WHILE I applaud the efforts of Framwellgate headteacher Andy Byers to deal with racist, Islamophobic, anti-Semitic and homophobic bullying, he is entirely wrong to say "Jeremy Corbyn tolerates anti-Semitism by allowing members and MPs who are anti-Semitic to remain within the party" (Echo, Jul 1).

He offers no evidence whatsoever to support this accusation.

Yes, there are anti-Semites within the Labour Party – with half a million members it would be miraculous if there were none – but Mr Corbyn has repeatedly expressed his determination to root them out.

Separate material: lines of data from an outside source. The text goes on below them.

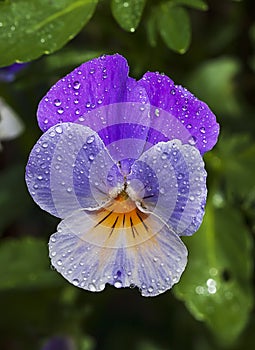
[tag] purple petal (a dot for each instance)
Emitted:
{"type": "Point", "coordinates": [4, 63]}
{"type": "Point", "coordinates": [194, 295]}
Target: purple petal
{"type": "Point", "coordinates": [88, 257]}
{"type": "Point", "coordinates": [174, 185]}
{"type": "Point", "coordinates": [179, 102]}
{"type": "Point", "coordinates": [68, 169]}
{"type": "Point", "coordinates": [128, 129]}
{"type": "Point", "coordinates": [96, 83]}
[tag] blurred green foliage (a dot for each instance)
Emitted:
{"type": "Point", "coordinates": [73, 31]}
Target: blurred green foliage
{"type": "Point", "coordinates": [217, 287]}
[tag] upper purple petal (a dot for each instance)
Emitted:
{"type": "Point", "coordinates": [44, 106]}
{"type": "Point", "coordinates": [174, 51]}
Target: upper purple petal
{"type": "Point", "coordinates": [96, 83]}
{"type": "Point", "coordinates": [194, 114]}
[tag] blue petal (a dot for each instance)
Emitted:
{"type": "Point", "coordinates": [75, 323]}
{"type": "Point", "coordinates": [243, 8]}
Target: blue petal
{"type": "Point", "coordinates": [88, 258]}
{"type": "Point", "coordinates": [69, 168]}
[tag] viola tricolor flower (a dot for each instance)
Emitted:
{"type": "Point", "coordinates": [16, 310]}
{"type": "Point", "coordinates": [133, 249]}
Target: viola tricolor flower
{"type": "Point", "coordinates": [120, 162]}
{"type": "Point", "coordinates": [8, 74]}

The party has doubled the number of staff dedicated to dealing with allegations of anti-Semitism. It received 1,106 allegations between April 2018 and February 2019, of which 433 did not involve Labour members. 220 of the remaining 673 were rejected for lack of evidence, leaving 453 allegations to be investigated. That's 453 too many, but it amounts to 0.08 percent of the Labour membership.

Two hundred allegations came from just one MP, Margaret Hodge. Investigation showed that these related to 111 individuals, of whom only 20 were Labour members.

Many of the allegations relate to social media posts. The World Jewish Congress found that 90 per cent of anti-Semitic posts in the UK were made by "young white males with affiliations to extreme right-wing groups".

In 2017, the Institute for Jewish Policy Research found that Labour voters appear as "a more Jewish-friendly, or neutral, segment of the population", and that anti-Semitic attitudes on the left, including the far left, "are indistinguishable from those found in the general population" while on "the very right-wing" they are "2 to 4 times higher."